Hestroff, village de la Moselle francique

L’église de Hestroff, placée sous le vocable de la décollation de Saint Jean-Baptiste, fut agrandie avant  1730 comme en témoigne la pierre scellée dans la partie sud du clocher. Le presbytère fut également rehaussé d’un étage.

Lors de la rénovation en 2003 des extérieurs de l’église, une ancienne croix fut mise à jour.  Elle appartenait à la première église. Une autre rénovation, début 2007, des murs de soutainement du cimetière, unique au pays de Nied de par sa position surélevée, mit à jour un premier cimetière situé en-dessous de l’actuel. Denis Mathis, alors 1er adjoint au maire, très engagé dans la restauration de sa commune, eut le génie d’intégrer une stèle, témoin du XVIe, au nouveau mur face au monument aux morts.


De 1680 à 1750, la paroisse se développa rapidement et, sans être à son apogée, passa de 80 à plus de 710 âmes, sans compter le curé, le personnel en service et les personnes échappant à toutes statistiques…

Tous les desservants de la paroisse de Hestroff furent archiprêtres de Kédange relevant du diocèse de Metz.


Ignace ALEXANDRE, curé de Hestroff et archiprêtre de Kédange, dessert la paroisse de Hestroff depuis au moins 1680. Ignace est francophone et francise  tous les noms allemands.
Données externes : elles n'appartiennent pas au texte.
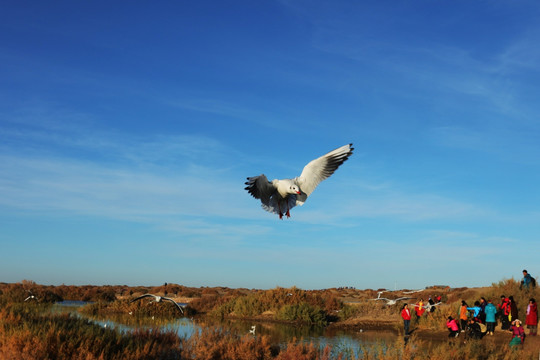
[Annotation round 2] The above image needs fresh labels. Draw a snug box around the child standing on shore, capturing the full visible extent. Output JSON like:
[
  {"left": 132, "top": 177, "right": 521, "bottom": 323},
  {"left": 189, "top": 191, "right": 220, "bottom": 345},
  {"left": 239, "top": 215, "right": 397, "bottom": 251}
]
[
  {"left": 459, "top": 300, "right": 469, "bottom": 332},
  {"left": 484, "top": 299, "right": 497, "bottom": 335},
  {"left": 401, "top": 304, "right": 411, "bottom": 336},
  {"left": 446, "top": 316, "right": 459, "bottom": 338}
]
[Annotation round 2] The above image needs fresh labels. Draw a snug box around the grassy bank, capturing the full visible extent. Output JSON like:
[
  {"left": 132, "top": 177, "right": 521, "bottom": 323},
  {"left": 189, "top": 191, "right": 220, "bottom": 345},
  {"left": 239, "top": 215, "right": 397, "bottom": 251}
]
[{"left": 0, "top": 279, "right": 540, "bottom": 360}]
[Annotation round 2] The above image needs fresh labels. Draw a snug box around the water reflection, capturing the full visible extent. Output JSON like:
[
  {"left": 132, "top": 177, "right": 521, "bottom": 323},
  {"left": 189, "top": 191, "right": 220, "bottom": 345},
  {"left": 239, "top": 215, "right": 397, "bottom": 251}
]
[{"left": 50, "top": 301, "right": 397, "bottom": 358}]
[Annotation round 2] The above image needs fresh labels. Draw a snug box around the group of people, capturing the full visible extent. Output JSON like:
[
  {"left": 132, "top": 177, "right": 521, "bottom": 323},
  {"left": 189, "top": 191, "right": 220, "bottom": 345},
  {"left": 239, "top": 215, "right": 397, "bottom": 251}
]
[{"left": 401, "top": 295, "right": 441, "bottom": 336}]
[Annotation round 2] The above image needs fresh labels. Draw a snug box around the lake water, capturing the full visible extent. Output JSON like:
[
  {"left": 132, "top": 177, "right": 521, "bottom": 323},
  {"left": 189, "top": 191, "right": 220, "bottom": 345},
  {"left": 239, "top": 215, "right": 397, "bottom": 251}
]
[{"left": 51, "top": 301, "right": 397, "bottom": 359}]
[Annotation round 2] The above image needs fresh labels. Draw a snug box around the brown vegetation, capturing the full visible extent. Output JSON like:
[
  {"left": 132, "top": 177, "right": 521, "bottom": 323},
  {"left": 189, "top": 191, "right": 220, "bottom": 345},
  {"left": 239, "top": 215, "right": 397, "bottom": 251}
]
[{"left": 0, "top": 279, "right": 540, "bottom": 360}]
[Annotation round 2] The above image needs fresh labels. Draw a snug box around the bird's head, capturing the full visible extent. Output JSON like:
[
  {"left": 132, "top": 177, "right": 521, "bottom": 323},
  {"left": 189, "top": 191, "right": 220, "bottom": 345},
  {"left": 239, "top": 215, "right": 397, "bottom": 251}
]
[{"left": 289, "top": 184, "right": 301, "bottom": 195}]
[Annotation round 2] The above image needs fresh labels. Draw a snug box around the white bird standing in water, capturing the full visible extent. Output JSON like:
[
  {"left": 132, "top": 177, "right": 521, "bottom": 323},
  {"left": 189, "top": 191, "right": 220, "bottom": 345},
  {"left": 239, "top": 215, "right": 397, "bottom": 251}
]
[
  {"left": 130, "top": 294, "right": 184, "bottom": 314},
  {"left": 245, "top": 144, "right": 354, "bottom": 219}
]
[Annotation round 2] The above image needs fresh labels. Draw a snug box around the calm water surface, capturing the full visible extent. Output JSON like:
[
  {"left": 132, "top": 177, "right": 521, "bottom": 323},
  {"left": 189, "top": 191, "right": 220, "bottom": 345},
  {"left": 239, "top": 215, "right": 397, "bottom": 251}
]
[{"left": 51, "top": 301, "right": 397, "bottom": 356}]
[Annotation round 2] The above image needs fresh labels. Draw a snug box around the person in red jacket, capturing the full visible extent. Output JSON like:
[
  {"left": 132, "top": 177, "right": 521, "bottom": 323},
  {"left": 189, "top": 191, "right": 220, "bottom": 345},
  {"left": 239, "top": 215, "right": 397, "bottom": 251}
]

Si les Altmeyer se nomment maintenant Vieuxmaire, les Schumacher devenant Cordonnier, etc., il n'en fut pas de même avec d'autres patronymes dont l'éthymologie devait lui échapper tels les Hackspill, Ketzinger et autres ressortants du Tyrol d'alors.

 Le 1er mai 1696, Ignace, licencié ès lois, est nommé vicaire perpétuel de Thionville par l’Abbé de Saint-Maximin.  Il continue cependant à rester responsable de la cure de Hestroff jusqu'en 1700 où il brillait par son absence. C'est un prêtre d’origine parisienne, nommé par le Roi, bachelier et licencié de Sorbonne, aumônier du Roi, vicaire général du diocèse de Namur et curé du château de la même ville qui assure l'intérim jusqu'en octobre 1700, date à laquelle Ignace Alexandre quitte déninitivement Hestroff.  A Thionville, où Il est nommé archiprêtre le 12 décembre 1706, on se rappellera surtout de ses petites chicaneries financières (source : Histoire de Thionville par Gérard Kloppe).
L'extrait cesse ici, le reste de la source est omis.